Here’s where I was at.

In the 48 hours that have followed I have stopped feeling angry and frustrated. Instead I have been enjoying the show. A gift that will keep on giving.

The pooled interview clip, on Friday, in which she appeared to be about to cry, was wonderful. The robotic mantra changing from ‘strong and stable’ to ‘certainty’ and ‘in the country’s interest’ was particularly comedic. It is now like watching someone parodying the parodies of themselves. Theresa Mayhem writ large. But with the mayhem now visited on herself and her own people, instead of the rest of us. Theresa Maygabe as was — but no longer even fit to be compared with a corrupt, bullying African president. Chairwoman Theresa Mao and her pissy little red book of mantras about ‘JAMs’ and a country that works for everyone (unless you’re literally anyone who isn’t a social conservative) seeing her cultural revolution replaced by insoluble chaos.

Nearly every political career necessarily ends in failure but hers is ending in thoroughly deserved humiliation.

I’m happy that she is staying on.
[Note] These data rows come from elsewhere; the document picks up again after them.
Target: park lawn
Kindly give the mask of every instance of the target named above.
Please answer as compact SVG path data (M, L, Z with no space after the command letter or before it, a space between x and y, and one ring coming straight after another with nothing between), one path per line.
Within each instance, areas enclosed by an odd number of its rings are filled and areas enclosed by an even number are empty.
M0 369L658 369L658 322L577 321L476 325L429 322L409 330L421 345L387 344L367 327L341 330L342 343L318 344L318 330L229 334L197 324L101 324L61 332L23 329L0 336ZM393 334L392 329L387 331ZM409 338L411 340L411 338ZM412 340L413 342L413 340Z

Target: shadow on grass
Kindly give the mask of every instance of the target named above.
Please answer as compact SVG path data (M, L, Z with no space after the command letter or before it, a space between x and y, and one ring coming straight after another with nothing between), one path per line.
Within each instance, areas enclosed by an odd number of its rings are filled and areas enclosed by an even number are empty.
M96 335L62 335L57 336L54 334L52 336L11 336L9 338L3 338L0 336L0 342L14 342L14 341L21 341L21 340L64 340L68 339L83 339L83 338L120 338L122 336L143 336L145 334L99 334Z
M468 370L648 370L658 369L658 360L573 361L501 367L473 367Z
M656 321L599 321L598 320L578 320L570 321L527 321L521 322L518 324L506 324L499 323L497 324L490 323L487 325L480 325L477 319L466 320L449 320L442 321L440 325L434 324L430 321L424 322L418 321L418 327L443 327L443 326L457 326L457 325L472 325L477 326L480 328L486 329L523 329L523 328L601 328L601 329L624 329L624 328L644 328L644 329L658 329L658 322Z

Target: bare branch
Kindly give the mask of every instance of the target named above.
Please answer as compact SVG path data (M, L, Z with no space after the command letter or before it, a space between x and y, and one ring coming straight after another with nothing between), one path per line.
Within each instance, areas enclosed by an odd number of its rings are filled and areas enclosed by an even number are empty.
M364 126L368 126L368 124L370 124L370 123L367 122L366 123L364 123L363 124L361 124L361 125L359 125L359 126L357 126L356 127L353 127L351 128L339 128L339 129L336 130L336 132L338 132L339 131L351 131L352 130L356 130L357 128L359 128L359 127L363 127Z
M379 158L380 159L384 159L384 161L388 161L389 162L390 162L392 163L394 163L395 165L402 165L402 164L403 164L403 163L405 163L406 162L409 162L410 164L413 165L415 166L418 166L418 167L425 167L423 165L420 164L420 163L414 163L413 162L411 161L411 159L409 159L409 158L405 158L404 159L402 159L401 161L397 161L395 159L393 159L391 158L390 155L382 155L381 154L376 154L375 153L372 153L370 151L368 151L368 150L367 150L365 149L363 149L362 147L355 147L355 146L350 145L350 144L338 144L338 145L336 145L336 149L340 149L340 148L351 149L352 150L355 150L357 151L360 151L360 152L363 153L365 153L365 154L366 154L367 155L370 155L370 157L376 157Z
She deserves to suffer. To limp from crisis to crisis, while the grandees and kingmakers of her party scrabble around for a workable replacement. I’m convinced that if it were up to her, she’d have resigned already. I really hope so. I’m thrilled to see her wonks ejected from №10. Without Timothy and Fiona she will be lost, lonely, largely friendless and effectively a cardboard cutout of a prime minister, taking orders from people she has grievously disappointed.

I’m thrilled that we (remainers & social liberals) won the election. Because although it might not yet be apparent to everyone, we did.